I could see Ethan bracing himself as if to catch me in case I fell, which only stroked my temper a bit more. “Excuse me. I have to use the bathroom.”
I walked out of there before any of them could say anything more.
I locked myself in the bathroom and sat on the closed lid of the toilet.
I loved my siblings.
But they could be suffocating at times. Especially Ethan.
I rolled the fabric of loose yoga pants I wore up over my leg until it reached my thigh and took in the red skin.
Moving my hands down I gingerly ran my fingers across the raw skin that was touching the socket of my prosthesis, before moving down and massaging it.
I was wearing a gel liner to take away some of the impact of the socket, but the skin was still rubbed raw, and I knew I needed to find a doctor here soon to get a new one fitted. The liners usually lasted about four years, and this was only my third year, yet it was already showing signs of wear and tear.
After I left the theater that night, as I was crossing the street, a car ran a red light and ran me over. I found out later the driver was drunk off her mind because she caught her husband of eleven years cheating on her with her sister.
I was rushed to the hospital after, though I remembered very little about that night after I was hit.
I was told the doctor had to perform surgery on me for an avulsion fracture of my left knee from the trauma, and the surgery was a fucking success. I had been expected to make a full recovery, but whether I would obtain full mobility afterward was questionable.
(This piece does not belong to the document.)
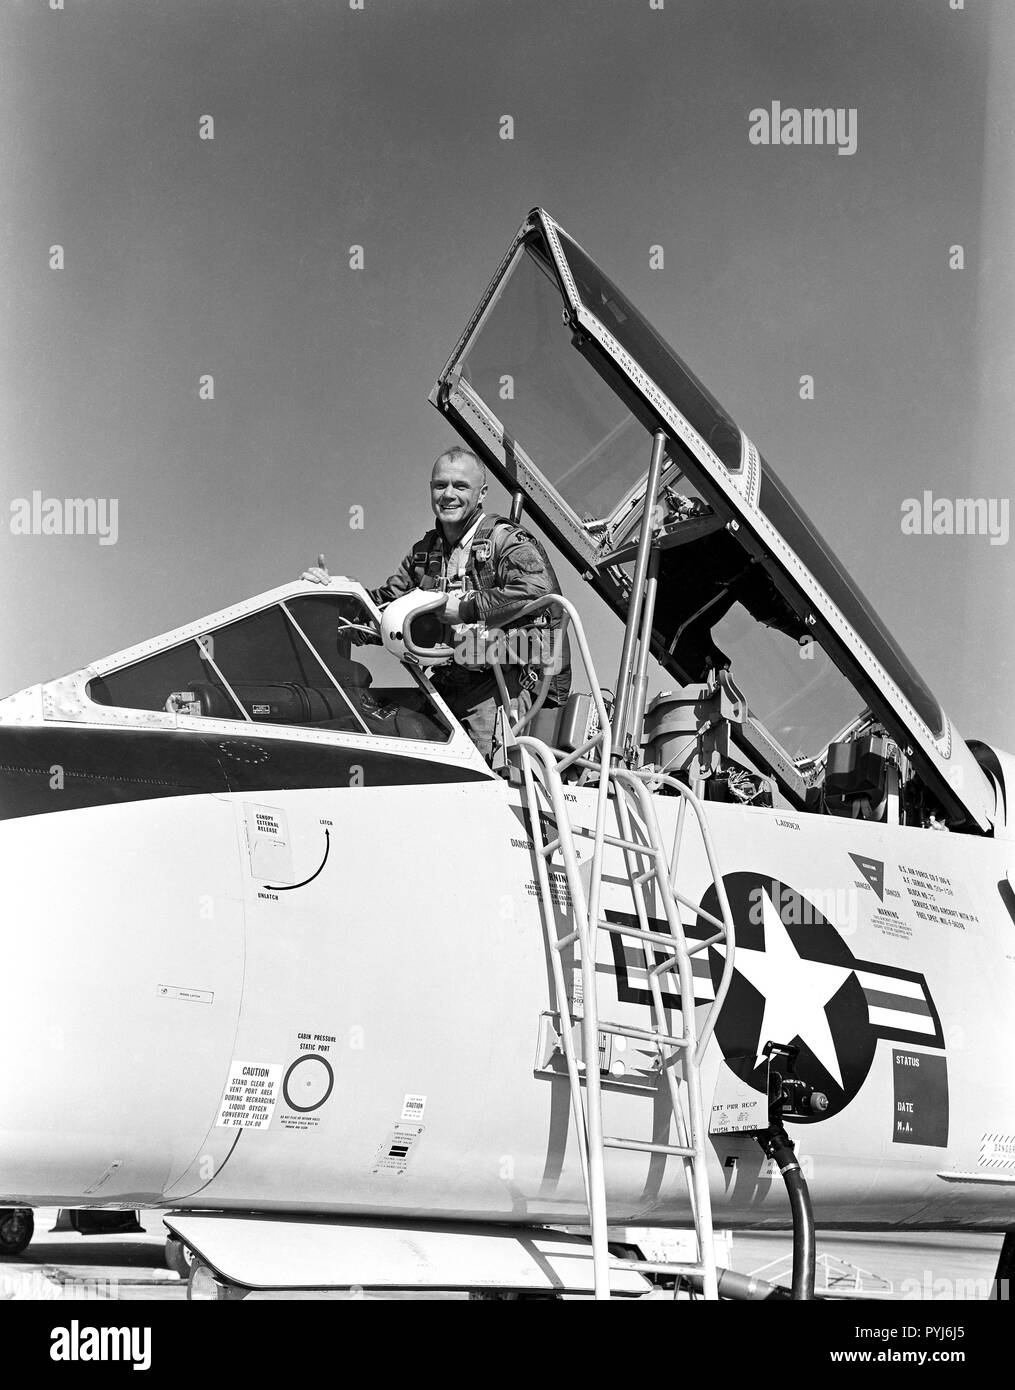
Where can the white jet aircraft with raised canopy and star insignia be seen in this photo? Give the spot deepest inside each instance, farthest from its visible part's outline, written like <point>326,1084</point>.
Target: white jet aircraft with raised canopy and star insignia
<point>359,1010</point>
The infection happened after the surgery. The wound had become septic, and it was life-threatening.
It had spread quickly.
Too quickly.
The doctors had to act quickly.
There wasn’t anything they could do but amputate my leg.
I was told how rare it was for that to have happened.
A twist of fate, perhaps.
I had grown up valuing my legs. In sixth grade I had taken a nasty fall off the swing, trying to impress a boy in my class by saying that I could make the jump.
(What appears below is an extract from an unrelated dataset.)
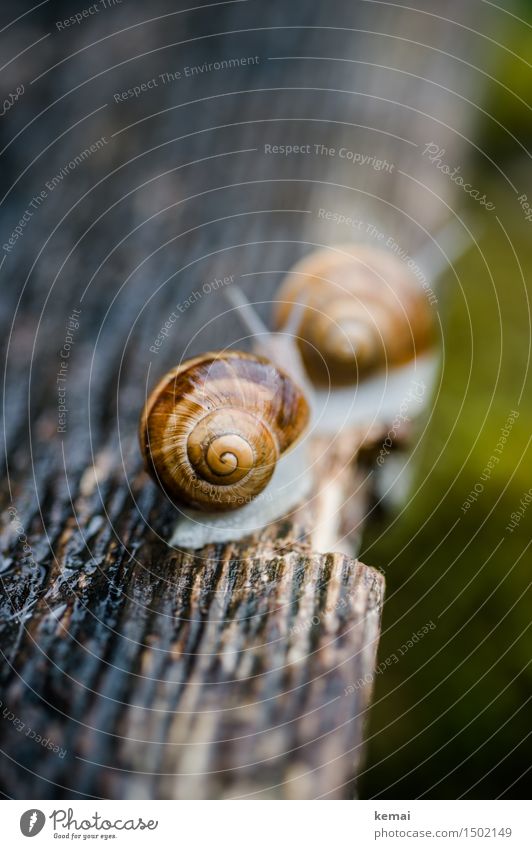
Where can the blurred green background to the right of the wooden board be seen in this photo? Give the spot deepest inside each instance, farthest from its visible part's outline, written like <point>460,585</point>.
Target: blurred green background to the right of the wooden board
<point>456,709</point>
I couldn’t make the jump, and I ended up with a broken leg to show for it. It wasn’t even the humiliation of it that got to me, but that I hadn’t been able to dance for eight whole months.
It just about killed me, and I was inconsolable during the first few months, no matter what my mom did to make me feel better.
I didn’t have my mom with me now. This wasn’t something I ever thought I had to go through without her.
It wasn’t something I ever thought I had to go through, period.
I had been devastated.
And fuck if those first few months weren’t the hardest.
I was wheelchair bound the first few weeks, and it was a long and grueling process to get me fitted into a prosthetic leg. I had to learn how to walk all over again. Something I had done my entire life without even a second thought had become a lesson in tolerance.
It was during those first few months that I had wished I never woke up after the surgery.
I shook away the dark thoughts now. That time in my life wasn’t something I wanted to come back to—ever.
There were things I was severely limited to that I hadn’t been before, but what was worse was it felt like my family were the ones most affected by this loss of my identity.